At its most extreme, the Third Circuit Court of Appeals has recently adopted a “shocks the conscience” test to determine whether regulations violate due process. (United Artists v. Township of Warrington, 316 F.3d 400 [3d Cir. 2003].) That test, of course, was drawn from exceptional police cases involving involuntary stomach pumping (Rochin v. California, 342 U.S. 165 ) and high-speed chases through residential neighborhoods (County of Sacramento v. Lewis, 523 U.S. 833 ).
But is that what will, or should, happen in land regulation cases? Given that the land use process typically involves lengthy studies and multiple public hearings and decisions, a more apt model would examine the actual decision made and judge it against the Constitution on a less “shocking” level. Some federal circuits seem inclined in that direction. (See, e.g., Simi Inv. Co. v. Harris County, 236 F.3d 240 [5th Cir. 2000] [“blatant governmental interference with property rights”]; Burrell v. City of Kankakee, 815 F.2d 1127 [7th Cir. 1987] [“arbitrary and irrational conduct”].)

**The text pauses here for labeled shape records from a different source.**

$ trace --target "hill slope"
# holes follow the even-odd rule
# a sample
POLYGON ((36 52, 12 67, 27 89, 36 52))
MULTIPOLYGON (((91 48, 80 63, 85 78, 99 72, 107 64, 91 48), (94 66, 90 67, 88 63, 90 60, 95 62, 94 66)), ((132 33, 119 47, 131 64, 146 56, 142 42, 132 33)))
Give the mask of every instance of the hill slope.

The Ninth Circuit, where as the home of Lingle the new decision will have the greatest impact, hasn’t had any substantive due process cases in nearly a decade. In Armendariz v. Penman, 75 F.3d 1311 (9th Cir. 1996), that court held in an en banc decision that property owners could not bring substantive due process cases, but would have to consolidate their claims under the takings clause. Now that Lingle has opted for due process as the remedy for this kind of regulatory action, Armendariz can no longer control. What the Ninth Circuit will decide after its long absence remains to be seen. Before Armendariz, the Ninth Circuit’s land use cases had opted for the “arbitrary and capricious” model, based on the regulators’ actions. (E.g., Herrington v. County of Sonoma, 834 F.2d 1488 [9th Cir. 1987]; Del Monte Dunes at Monterey v. City of Monterey, 920 F.2d 1496 [9th Cir. 1990].)